The animated videos in NORD’s Rare Disease Video Library provide brief introductions to rare disease topics for patients, caregivers, students, professionals and the public. NORD collaborates with medical experts, patient organizations, videographers and Osmosis to develop the videos, which are made possible by individual donations, educational grants and corporate sponsorships. NORD is solely responsible for the content.
The lung is composed of millions of tiny air sacs (alveoli) with very thin walls that allow oxygen in the air we breathe to pass through into the blood. Surfactant is an oily substance comprising phospholipids, lesser amounts of cholesterol and proteins and is made in alveoli. It is present as a thin layer on the surface of alveolar walls and helps them stay open allowing air to come in and out as we breathe. Once used, surfactant is removed (cleared) from alveoli by cells called alveolar macrophages. This helps prevent surfactant from building up too much. Alveolar macrophages require a signaling or ‘messenger’ molecule called granulocyte/macrophage-colony stimulating factor (GM-CSF) to stimulate alveolar macrophages to function properly and maintain a normal surfactant level in alveoli. This process, called surfactant homeostasis, requires GM-CSF to stimulate alveolar macrophages to remove excess surfactant normally.

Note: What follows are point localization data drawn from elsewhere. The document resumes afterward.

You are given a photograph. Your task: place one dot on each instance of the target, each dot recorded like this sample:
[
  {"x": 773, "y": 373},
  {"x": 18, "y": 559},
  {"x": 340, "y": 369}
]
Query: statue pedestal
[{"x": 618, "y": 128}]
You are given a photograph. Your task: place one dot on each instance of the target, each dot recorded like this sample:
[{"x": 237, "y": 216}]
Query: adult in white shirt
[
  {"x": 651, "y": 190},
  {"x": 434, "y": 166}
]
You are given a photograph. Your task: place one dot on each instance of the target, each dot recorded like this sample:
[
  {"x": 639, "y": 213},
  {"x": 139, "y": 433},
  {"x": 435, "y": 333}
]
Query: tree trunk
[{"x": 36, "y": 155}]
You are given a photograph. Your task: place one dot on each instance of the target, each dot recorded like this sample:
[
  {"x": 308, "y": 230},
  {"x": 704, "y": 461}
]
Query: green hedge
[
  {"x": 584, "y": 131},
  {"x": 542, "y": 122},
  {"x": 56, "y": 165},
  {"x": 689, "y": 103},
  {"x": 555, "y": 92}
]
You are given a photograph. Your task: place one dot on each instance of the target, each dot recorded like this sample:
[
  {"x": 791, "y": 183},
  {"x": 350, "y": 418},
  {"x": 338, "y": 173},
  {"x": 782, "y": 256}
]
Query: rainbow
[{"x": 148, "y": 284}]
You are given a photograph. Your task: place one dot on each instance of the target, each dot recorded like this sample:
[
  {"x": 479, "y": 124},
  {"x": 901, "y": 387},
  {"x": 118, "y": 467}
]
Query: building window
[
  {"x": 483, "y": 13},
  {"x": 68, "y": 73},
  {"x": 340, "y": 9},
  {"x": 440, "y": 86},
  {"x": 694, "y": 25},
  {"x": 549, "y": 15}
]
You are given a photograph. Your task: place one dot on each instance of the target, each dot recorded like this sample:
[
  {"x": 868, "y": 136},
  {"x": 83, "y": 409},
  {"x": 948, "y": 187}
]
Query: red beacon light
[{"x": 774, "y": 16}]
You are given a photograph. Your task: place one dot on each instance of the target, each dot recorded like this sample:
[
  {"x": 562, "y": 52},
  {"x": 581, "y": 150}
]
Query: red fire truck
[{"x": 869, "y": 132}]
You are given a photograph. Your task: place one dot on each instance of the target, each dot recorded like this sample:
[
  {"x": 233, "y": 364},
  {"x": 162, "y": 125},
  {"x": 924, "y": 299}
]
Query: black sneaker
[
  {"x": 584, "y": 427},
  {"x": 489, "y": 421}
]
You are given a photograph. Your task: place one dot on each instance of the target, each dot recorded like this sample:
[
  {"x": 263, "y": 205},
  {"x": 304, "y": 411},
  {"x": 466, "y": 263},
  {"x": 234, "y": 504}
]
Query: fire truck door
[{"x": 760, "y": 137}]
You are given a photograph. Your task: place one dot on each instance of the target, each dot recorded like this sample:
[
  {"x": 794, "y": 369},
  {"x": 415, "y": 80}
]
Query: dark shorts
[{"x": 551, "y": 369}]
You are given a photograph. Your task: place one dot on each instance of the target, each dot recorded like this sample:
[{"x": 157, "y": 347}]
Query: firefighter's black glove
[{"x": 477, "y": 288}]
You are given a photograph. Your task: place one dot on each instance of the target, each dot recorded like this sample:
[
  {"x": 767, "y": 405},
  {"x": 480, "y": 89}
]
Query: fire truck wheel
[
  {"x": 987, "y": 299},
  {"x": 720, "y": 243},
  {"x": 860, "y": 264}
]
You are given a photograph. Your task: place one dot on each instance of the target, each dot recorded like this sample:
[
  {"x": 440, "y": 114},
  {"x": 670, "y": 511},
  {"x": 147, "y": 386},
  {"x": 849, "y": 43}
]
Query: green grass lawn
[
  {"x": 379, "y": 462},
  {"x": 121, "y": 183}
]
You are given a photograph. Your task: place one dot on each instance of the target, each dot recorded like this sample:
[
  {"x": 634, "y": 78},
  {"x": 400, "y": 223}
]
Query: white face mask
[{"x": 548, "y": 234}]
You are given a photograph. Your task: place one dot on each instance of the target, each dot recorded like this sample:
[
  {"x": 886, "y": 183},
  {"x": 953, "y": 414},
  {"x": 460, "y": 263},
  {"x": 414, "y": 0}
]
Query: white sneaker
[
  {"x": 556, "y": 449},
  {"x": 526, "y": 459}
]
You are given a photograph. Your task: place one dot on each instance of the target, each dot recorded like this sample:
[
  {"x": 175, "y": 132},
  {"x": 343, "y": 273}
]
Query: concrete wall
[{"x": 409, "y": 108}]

Pulmonary alveolar proteinosis (PAP) is a syndrome, a set of symptoms and signs – not a single disease, in which surfactant in alveoli builds up slowly. This blocks air from entering alveoli and oxygen from passing through into the blood, which results in a feeling of breathlessness (dyspnea). Research has greatly improved our understanding of the diseases that cause PAP and how to diagnose and treat them. Diseases that cause PAP can occur in men, women and children of all ages, ethnic backgrounds, and geographic locations. Disease severity varies from mild to severe and depends on which disease is present. Thus, it is important to know which disease is causing PAP in order to determine the best therapy and expected treatment response. Diseases that cause PAP can be grouped into three categories: primary PAP, secondary PAP and congenital PAP (more accurately called disorders of surfactant production).